Petani kopi arabika desa Pagur saat ini masih belum tergolong sejahtera. Hal ini disebabkan oleh beberapa faktor seperti yang disebutkan diatas diantaranya:
·         Produktivitas tanaman kopi yang masih rendah
·         Biaya pengangkutan yang sangat tinggi
·         Kualitas biji kopi yang belum maksimal
Peran semua stakeholder diharapkan dapat mengurai permasalahan yang dialami petani kopi di Mandailing Natal khususnya di desa Pagur saat ini. Dengan demikian kelak nama kopi Mandailing yang namanya sudah mendunia tersebut berjaya kembali dengan kopi yang berkualitas dan berasal dari tanah Mandailing tentunya. Sehingga kesadaran petani dalam menjaga kelestarian lingkungan dalam berkebun kopi  dampaknya akan bermanfaat bagi kita semua.
Mahfus Budiawan nasution sendiri adalah penggiat kopi di yang berasal dari pagur, namun kopinya telah melanglang buana ke negara Amerika dan Eropa. Menurut Mahfus Budiawan Nasution ( Penggiat Kopi asli Pagur ) Desa pagur yang saat ini memiliki penduduk sekitar 500 Kepala Keluarga  sebagian besarnya  bermata pencaharian sebagai  petani, dan sekitar 55% dari penduduknya sudah mulai bertanam kopi. Diperkirakan saat ini luas kebun kopi arabika didesa Pagur sudah mencapai 600 Ha termasuk yang belum panen.

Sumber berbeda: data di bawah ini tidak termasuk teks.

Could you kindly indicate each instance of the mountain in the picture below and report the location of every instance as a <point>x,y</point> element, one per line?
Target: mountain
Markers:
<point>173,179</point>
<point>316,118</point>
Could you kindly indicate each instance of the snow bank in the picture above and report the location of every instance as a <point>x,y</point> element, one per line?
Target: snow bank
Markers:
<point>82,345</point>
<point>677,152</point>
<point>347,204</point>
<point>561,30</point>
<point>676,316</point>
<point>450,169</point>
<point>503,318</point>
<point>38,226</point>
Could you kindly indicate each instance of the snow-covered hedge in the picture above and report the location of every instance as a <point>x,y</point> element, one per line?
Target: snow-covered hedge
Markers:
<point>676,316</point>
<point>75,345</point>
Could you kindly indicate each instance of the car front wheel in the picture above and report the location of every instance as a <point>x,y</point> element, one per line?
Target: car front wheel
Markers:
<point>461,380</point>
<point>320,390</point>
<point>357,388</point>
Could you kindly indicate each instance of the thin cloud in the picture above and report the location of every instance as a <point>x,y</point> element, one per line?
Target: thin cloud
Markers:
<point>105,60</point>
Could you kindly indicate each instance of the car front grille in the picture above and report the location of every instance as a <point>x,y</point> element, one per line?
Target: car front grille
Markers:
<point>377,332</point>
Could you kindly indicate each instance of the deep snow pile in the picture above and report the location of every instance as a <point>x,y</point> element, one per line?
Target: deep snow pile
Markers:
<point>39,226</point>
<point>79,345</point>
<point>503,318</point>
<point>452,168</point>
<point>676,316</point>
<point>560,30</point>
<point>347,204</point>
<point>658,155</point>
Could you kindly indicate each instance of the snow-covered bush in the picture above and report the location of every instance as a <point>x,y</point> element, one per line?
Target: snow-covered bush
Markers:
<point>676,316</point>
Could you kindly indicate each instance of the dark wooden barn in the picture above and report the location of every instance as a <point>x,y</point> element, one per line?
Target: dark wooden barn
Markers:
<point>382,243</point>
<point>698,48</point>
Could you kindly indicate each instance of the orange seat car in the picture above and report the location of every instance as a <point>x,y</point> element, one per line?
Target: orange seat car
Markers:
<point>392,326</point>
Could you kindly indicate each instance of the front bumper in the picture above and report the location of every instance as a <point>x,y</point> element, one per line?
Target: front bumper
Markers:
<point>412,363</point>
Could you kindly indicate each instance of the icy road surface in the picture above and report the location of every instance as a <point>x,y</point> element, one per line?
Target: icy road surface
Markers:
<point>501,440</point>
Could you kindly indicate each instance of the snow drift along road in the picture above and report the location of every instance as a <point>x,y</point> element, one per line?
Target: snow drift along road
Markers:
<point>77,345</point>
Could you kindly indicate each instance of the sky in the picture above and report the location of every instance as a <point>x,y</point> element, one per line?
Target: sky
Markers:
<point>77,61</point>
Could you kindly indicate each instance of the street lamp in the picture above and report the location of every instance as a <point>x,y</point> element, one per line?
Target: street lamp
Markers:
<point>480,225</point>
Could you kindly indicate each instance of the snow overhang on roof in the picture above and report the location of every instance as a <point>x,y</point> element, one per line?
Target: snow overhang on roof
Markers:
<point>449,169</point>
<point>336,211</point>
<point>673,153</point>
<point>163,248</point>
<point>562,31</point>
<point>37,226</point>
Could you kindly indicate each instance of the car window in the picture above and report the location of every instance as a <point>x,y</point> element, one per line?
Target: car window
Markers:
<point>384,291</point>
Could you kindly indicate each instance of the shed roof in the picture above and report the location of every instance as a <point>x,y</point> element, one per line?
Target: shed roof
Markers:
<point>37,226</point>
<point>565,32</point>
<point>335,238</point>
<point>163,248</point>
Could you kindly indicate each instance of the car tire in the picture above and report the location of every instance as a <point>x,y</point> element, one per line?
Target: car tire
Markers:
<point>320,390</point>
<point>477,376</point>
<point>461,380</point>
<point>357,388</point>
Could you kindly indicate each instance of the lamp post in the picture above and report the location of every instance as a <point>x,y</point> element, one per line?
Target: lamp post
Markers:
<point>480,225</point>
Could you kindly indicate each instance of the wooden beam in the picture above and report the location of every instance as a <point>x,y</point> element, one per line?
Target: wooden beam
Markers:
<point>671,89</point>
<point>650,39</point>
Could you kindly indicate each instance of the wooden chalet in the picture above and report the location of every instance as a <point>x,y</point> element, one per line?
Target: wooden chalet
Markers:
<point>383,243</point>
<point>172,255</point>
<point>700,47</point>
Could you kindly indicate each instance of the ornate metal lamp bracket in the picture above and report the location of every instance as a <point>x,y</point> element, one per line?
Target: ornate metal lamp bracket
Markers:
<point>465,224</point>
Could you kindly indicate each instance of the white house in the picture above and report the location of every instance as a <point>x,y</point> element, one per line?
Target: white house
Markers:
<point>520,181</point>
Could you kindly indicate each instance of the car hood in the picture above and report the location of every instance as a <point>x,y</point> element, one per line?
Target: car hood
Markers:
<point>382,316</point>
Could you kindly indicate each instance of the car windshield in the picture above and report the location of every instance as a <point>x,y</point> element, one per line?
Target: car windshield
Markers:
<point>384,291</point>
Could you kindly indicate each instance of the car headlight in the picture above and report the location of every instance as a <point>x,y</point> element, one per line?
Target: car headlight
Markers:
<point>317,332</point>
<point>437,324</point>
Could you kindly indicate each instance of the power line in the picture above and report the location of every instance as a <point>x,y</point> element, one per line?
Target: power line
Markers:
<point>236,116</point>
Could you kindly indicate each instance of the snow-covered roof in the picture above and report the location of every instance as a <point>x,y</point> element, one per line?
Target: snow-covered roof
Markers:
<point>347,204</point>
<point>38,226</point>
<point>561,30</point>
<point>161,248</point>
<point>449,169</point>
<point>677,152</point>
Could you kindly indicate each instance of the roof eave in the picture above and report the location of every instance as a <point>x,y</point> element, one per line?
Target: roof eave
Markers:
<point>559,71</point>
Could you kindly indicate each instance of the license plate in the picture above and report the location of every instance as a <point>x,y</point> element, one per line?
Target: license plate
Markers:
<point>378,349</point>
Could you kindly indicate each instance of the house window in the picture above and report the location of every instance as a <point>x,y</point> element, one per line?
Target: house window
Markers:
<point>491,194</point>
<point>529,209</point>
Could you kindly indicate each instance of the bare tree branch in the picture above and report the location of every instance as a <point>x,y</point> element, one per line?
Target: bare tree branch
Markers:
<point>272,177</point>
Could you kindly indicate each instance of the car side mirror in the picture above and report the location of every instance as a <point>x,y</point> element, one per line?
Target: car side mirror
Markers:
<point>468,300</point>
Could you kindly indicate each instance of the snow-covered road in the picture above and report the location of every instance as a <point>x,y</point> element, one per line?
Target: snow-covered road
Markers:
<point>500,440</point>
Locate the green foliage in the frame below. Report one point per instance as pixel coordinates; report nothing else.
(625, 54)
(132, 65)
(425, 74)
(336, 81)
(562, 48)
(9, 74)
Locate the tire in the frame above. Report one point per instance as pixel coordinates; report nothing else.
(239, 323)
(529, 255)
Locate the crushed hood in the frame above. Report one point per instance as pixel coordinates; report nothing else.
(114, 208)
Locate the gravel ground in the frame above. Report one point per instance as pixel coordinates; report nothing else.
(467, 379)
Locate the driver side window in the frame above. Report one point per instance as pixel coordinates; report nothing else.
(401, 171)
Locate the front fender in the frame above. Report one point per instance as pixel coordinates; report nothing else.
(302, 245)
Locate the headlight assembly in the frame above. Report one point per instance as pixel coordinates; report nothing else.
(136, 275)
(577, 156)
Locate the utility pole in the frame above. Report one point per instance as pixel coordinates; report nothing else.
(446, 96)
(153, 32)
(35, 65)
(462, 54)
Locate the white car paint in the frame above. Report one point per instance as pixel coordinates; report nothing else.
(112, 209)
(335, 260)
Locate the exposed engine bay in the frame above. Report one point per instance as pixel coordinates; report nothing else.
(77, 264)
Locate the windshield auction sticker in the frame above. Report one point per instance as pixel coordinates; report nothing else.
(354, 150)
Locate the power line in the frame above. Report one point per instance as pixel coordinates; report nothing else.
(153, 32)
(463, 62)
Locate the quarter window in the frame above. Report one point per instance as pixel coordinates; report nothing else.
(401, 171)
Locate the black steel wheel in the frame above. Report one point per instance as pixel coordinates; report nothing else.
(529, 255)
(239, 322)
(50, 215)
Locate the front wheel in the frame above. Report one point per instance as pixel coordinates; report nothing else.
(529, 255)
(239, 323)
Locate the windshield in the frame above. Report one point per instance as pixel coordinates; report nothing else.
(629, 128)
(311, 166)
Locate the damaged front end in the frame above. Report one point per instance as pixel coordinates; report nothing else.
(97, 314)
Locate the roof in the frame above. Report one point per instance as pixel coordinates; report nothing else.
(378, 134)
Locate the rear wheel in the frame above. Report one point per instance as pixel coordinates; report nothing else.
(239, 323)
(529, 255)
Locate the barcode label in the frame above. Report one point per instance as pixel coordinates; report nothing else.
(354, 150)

Keberadaan lokasi perkebunan kopi desa pagur yang berada pada kawasan hutan sehingga daerah ini juga menghasilkan kopi luwak liar. Meskipun belum banyak, pemasaran kopi luwak yang sudah  merambah ke Jakarta serta Jogjakarta dan belakangan sudah mulai ke luar negri yaitu Hongkong diharapkan dapat menjadi nilai tambah bagi petani, sehingga hal ini juga berpengaruh terhadap keseimbangan ekosistem karena sebelumnya hewan luwak sering dianggap sebagai hama bagi tanaman kopi dan terkadang diburu oleh petani kopi itu sendiri.